Europe Chain Hotels Market Review | October 2007 | TRI Hospitality Reports
Rugby converts to profit in Paris The Rugby World Cup helped Paris’s chain hotels achieve a massive rise in profitability during October, according to the latest figures from TRI Hospitality Consulting’s European HotStats survey. Paris saw a sample of its chain hotels enjoy a 53.5 per cent rise in profits, as measured by income before fixed charges (IBFC) per available room.
Rugby converts to profit in Paris
The Rugby World Cup helped Paris’s chain hotels achieve a massive rise in profitability during October, according to the latest figures from TRI Hospitality Consulting’s European HotStats survey.
Paris saw a sample of its chain hotels enjoy a 53.5 per cent rise in profits, as measured by income before fixed charges (IBFC) per available room.
With five major games culminating in the final all taking place in Paris, hoteliers achieved the highest occupancy, rate and rooms revpar in our survey of 10 European cities, as well as pushing payroll costs down by the largest margin – a drop of 6.8 points to 28.6 per cent of total revenue.
“The Rugby World Cup allowed Parisian hoteliers to charge premium rates and pack their properties with visiting fans during three very busy weekends,” said David Bailey, director, TRI Hospitality Consulting.
The profit per available room achieved in Paris was greater than the revenue per available room in all of the cities in the survey, except for London and Moscow.

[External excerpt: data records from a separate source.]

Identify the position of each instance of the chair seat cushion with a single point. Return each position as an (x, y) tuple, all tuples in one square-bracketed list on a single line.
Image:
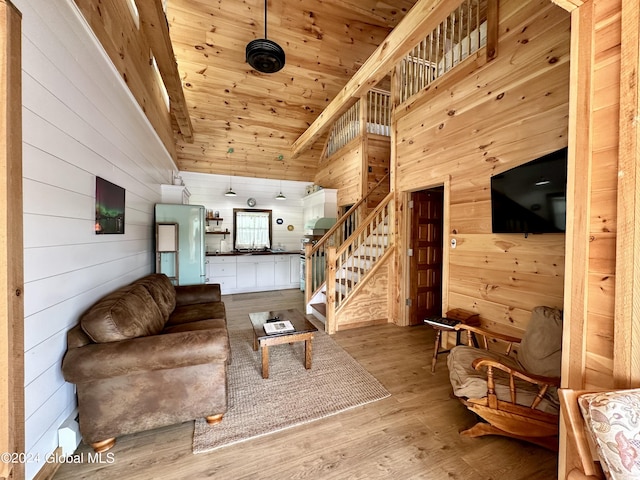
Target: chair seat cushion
[(613, 422), (468, 382), (540, 351)]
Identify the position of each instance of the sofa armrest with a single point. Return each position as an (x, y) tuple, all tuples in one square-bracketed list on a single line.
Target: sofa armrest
[(191, 294), (156, 352)]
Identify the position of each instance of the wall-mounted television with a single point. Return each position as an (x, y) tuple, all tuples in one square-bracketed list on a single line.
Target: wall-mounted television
[(531, 198)]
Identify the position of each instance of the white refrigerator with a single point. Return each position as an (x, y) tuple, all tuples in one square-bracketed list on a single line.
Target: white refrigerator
[(190, 254)]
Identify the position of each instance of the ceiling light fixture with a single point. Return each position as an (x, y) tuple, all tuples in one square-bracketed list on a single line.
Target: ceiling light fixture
[(265, 55), (280, 195), (230, 192)]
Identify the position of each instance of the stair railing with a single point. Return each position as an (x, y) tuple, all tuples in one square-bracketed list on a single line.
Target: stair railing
[(350, 263), (315, 262)]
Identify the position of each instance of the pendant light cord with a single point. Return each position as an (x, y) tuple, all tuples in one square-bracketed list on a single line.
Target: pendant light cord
[(265, 19)]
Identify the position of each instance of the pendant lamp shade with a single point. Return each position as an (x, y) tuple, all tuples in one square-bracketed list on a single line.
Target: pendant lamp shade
[(264, 55)]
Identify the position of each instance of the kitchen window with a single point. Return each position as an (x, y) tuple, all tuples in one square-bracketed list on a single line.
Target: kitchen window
[(251, 229)]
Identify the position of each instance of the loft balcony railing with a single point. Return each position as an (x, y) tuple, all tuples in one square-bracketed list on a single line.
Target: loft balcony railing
[(375, 108), (457, 37)]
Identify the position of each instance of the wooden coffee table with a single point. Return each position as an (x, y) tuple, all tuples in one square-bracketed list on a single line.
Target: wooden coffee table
[(304, 331)]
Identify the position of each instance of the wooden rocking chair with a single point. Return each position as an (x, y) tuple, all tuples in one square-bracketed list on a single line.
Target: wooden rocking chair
[(515, 392)]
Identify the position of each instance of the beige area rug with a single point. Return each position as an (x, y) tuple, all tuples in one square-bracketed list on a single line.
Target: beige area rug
[(291, 395)]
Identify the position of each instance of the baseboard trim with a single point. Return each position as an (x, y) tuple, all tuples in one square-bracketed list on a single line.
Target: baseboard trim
[(51, 467)]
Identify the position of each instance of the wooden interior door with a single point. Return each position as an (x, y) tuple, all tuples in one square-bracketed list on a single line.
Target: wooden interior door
[(426, 263)]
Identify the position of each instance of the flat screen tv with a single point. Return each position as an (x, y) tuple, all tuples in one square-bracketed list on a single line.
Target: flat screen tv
[(531, 198)]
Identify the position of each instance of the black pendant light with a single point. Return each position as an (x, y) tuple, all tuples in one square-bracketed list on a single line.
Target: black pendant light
[(264, 55)]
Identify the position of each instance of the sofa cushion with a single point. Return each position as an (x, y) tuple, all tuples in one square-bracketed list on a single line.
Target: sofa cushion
[(129, 312), (162, 291), (540, 351), (468, 382), (196, 312)]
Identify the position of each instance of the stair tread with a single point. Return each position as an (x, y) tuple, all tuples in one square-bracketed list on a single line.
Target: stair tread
[(320, 307)]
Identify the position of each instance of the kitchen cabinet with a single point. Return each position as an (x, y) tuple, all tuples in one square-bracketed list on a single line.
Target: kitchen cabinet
[(282, 270), (222, 270), (253, 273), (294, 270)]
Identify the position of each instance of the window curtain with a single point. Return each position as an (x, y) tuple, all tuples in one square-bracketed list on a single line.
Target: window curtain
[(252, 230)]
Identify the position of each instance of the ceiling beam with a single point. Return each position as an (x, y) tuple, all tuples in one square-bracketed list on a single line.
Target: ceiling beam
[(416, 25), (361, 13), (156, 29), (568, 5)]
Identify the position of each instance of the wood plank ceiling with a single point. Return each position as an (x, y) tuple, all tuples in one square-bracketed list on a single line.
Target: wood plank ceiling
[(260, 115)]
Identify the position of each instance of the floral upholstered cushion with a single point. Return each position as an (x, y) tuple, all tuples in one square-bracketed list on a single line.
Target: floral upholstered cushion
[(613, 420)]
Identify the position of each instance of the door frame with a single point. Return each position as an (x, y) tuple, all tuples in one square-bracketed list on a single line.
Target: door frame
[(405, 216)]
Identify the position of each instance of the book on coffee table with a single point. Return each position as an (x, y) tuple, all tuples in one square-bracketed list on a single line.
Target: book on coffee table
[(442, 322), (273, 328)]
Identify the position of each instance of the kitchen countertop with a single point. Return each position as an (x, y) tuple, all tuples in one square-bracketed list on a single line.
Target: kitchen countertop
[(242, 254)]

Nevertheless, the French capital still came second in the profit ranking with IBFC PAR of Eu166.20. Moscow was in first place with an IBFC PAR of Eu190.68.
Munich shows continuous profit growth
After Paris and Moscow, the biggest increase in profitability was seen in Munich with IBFC PAR rising by 28.9 per cent to Eu85.68.
“Hoteliers benefited from Expo Real, a commercial property trade fair which attracted 23,800 visitors to the Bavarian capital in October. This represented a 13 per cent increase in visitors on 2006, and a 24 per cent the rise in overseas visitors. Germany’s Euro 2008 qualifying game against the Czech Republic also kept volume high,” said Bailey.
Munich’s hoteliers have put in a consistently strong performance this year. Whilst other German cities have understandably experienced a dip in revenue and profit after the boost provided by 2006’s FIFA World Cup, the Munich hotel market stands out in achieving incremental profit growth in both 2006 and 2007. In the ten months to October, IBFC PAR rose by 11.8 per cent to Eu54.51 in Munich compared to a slight dip of 0.5 per cent to Eu55.44 in Berlin, and a fall of 9.2 per cent to Eu40.57 in Hamburg.
More MICE business in Amsterdam
In absolute terms, Amsterdam was the fourth most profitable city in the survey, with IBFC PAR increasing by 18.1 per cent to Eu109.14. In addition the Dutch capital achieved the second highest average occupancy, up 2.2 points to 88.7 per cent.
“October is always a key month for MICE tourism, but our unique HotStats profit and loss performance survey shows that Amsterdam’s hotels had particularly strong demand for corporate and conference bookings. As a consequence, food and beverage department profit was up by 22 per cent to Eu18.92 per available room,” said Bailey.
In the ten months to October, Amsterdam, London and Paris were the only cities in the survey to achieve positive movement across all five performance measurements: occupancy, room rate, room revpar, payroll, and IBFC PAR.
Prague’s profit reaches its annual high
Elsewhere, Prague’s chain hotels had a good month in the context of an erratic performance so far this year. Positive occupancy and rate movement led to an 8.1 per cent increase in revpar to Eu131.90. With payroll costs accounting for just 17.6 per cent of total revenue (the second lowest in the survey after Moscow) profit conversion was robust with IBFC PAR up by 6.1 per cent to Eu106.70.
“Profit levels at Prague’s chain hotels have been going up and down like a yo-yo, with IBFC PAR as low as Eu22.93 at the start of the year before reaching a peak of Eu104.10 in May. With a marginal improvement in volume, Prague’s hoteliers did well to push up rate and achieve a healthy level of profit in October. If they can do the same again in November they will achieve two consecutive months of profit growth for the first time this year,” said Bailey.